On 02/09/2019 07:54, Alexander Korotkov wrote:
> Andrey Borodin noticed me that results of some KNN-GIST tests are
> obviously wrong and don't match results of sort node.
>
> SELECT * FROM point_tbl ORDER BY f1 <-> '0,1';
> f1
> -------------------
> (10,10)
> (NaN,NaN)
> (0,0)
> (1e-300,-1e-300)
> (-3,4)
> (-10,0)
> (-5,-12)
> (5.1,34.5)
>
> (1e+300,Infinity)
> (10 rows)
So we've memorized incorrect results in the expected output. Ouch!
> It appears to be related to implementation of comparison function in
> pairing heap used as priority queue for KNN. It used plain float
> comparison, which doesn't handle Inf and Nan values well. Attached
> patch replaced it with float8_cmp_internal().
>
> Also, note that with patch KNN results still don't fully match results
> of sort node.
>
> SELECT * FROM point_tbl ORDER BY f1 <-> '0,1';
> f1
> -------------------
> (0,0)
> (1e-300,-1e-300)
> (-3,4)
> (-10,0)
> (10,10)
> (-5,-12)
> (5.1,34.5)
> (1e+300,Infinity)
>
> (NaN,NaN)
> (10 rows)
>
> NULL and '(NaN,NaN)' are swapped. It happens so, because we assume
> distance to NULL to be Inf, while float8_cmp_internal() assumes NaN to
> be greater than NULL. If even we would assume distance to NULL to be
> Nan, it doesn't guarantee that NULLs would be last. It looks like we
> can handle this only by introduction array of "distance is null" flags
> to GISTSearchItem. But does it worth it?
I don't think we have much choice, returning wrong results is not an
option.
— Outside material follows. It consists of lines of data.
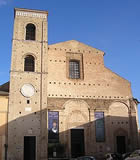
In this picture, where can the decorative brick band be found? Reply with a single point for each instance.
(30, 14)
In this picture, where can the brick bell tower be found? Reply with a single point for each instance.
(27, 118)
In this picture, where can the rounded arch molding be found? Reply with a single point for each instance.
(118, 107)
(30, 22)
(29, 54)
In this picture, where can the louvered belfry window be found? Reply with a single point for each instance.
(29, 63)
(30, 31)
(74, 69)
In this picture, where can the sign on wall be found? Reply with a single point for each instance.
(99, 126)
(53, 127)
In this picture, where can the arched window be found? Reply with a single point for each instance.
(30, 31)
(74, 69)
(29, 63)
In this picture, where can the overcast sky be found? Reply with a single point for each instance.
(109, 25)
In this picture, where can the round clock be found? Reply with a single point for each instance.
(27, 90)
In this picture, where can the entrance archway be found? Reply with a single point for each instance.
(121, 139)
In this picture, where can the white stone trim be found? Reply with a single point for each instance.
(30, 14)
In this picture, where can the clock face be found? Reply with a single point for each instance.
(27, 90)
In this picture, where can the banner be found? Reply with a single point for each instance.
(53, 127)
(99, 126)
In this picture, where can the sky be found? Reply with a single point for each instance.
(112, 26)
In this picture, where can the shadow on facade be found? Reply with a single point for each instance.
(25, 137)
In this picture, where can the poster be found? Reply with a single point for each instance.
(53, 127)
(99, 126)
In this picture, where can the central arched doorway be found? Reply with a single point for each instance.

At first I thought we could set the "recheck" flag if we see
NULLs or NaNs, but that won't work because rechecking is not supported
with Index-Only Scans.
Looking at the corresponding SP-GiST code,
pairingheap_SpGistSearchItem_cmp() gets this right. I'd suggest
copy-pasting the implementation from there, so that they would be as
similar as possible. (SP-GiST gets away with just one isNull flag,
because it doesn't support multi-column indexes. In GiST, you need an
array, as you said.)
- Heikki